Robert Smith distances The Cure from the goth movement: “I was never a big fan of goth”
The Cure frontman Robert Smith has once again insisted that the band are wrongly categorised when labelled as a major player in the 1980s goth movement.
The band, riding a wave of renewed success following their momentous headline performance at Glastonbury Festival earlier this year, were also inducted into the Rock and Roll Hall of Fame as part of the band’s 40th anniversary celebrations.
While The Cure are always looking to the future, none more so with the impending release of their new album, it is difficult not to reflect on past glories and the path that has led Smith and his bandmates to this point of undeniable rock and roll legacy. Sitting down with the Rolling Stone to discuss the release of their newest live concert film 40 Live – Curætion-25 + Anniversary, the discussion of the band’s affiliation to the goth movement was again brought up. “I don’t think of the Cure as a goth band,” Smith answered with assurance. “I never have. I grew up in a world where goth hadn’t quite been invented in the way that we know and love it. And I was part of this subculture in as much as I went to the Batcave with [Steve] Severin.

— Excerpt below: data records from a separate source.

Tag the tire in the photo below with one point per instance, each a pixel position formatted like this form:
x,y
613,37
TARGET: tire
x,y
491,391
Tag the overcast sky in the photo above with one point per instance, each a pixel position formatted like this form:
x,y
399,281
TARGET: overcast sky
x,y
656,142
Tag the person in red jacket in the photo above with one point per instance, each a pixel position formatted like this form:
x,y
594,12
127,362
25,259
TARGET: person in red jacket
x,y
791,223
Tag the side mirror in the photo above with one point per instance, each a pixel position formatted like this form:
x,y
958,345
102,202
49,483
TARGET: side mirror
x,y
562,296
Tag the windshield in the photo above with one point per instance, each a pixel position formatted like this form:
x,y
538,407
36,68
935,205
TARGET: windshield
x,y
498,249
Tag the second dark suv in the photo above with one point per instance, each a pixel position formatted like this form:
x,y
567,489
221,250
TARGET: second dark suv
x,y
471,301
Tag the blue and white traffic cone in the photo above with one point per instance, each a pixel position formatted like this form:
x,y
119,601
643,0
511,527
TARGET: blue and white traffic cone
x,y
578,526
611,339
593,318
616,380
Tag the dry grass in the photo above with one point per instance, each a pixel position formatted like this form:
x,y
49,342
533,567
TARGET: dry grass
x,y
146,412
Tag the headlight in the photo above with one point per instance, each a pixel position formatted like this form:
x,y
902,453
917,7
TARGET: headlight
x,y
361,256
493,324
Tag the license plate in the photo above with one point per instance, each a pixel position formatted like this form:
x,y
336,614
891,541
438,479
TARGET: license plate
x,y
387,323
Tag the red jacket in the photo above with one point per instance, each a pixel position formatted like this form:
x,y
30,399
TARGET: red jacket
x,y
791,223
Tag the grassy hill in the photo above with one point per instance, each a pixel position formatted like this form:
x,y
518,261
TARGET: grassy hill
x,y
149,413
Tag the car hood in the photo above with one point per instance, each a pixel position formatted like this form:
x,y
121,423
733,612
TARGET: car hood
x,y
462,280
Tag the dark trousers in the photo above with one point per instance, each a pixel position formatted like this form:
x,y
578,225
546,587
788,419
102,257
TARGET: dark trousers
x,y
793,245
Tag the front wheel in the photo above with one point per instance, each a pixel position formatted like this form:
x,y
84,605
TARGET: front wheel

He added: “The Banshees were pretty much a goth band for a while. But even they really weren’t. But real goth bands were around — the ones that were part of that initial movement. They were goth bands, and I wasn’t.
“I was doing ‘Let’s Go to Bed’ when goth started. So we’d done ‘Pornography’ and ‘Hanging Garden’, and there’s a look and a kind of a vibe and an atmosphere, yeah. But was I responsible for goth? No. And if I was, I’d be very happy. But I wasn’t.”
While Smith was keen to move away from the goth label, the timing of the subculture’s rise alongside some of The Cure’s early breakthrough songs is undeniable. “Inevitably, I think it had some kind of influence,” Smith conceded when asked if goth had any impact on the Cure. “‘Cold’ from Pornography, I think, sounds gothic, inasmuch as you can say it’s got that particular sound. I’m aware we played a part in it, and I think that we’re part of the history of goth, without question, but like a footnote.”
“The Cure just aren’t a goth band,” he added. “When people say it to me, you’re goth, I say you either have never heard us play or you have no idea what goth is. One of those two has to be true because we’re not a goth band. I remember just for a while, goths were outraged that people would think we’re a goth band. They hated us because we’d kind of jumped ship, they thought. We weren’t anything to do with goth. It’s like we passed through that phase and I did a few things that sounded like we were a part of it, and then we moved on to something else.”
He concluded: “I was never a big fan of goth. I loved the subculture. I love subcultural stuff like that where people have a vision of what the world should be, how they should be. I think it can be really charming.”
“I’d rather goths than skinheads. And I also like the fact that it represented kind of “other.” It’s a dangerous thing to look like a goth. In certain parts of England, you run the risk of a beating if you look like a goth, which I think is fucking outrageous. So in that sense, I feel a community of spirit with goths and other subcultures who choose to live an alternative lifestyle. But I wouldn’t consider myself to be a part of it.”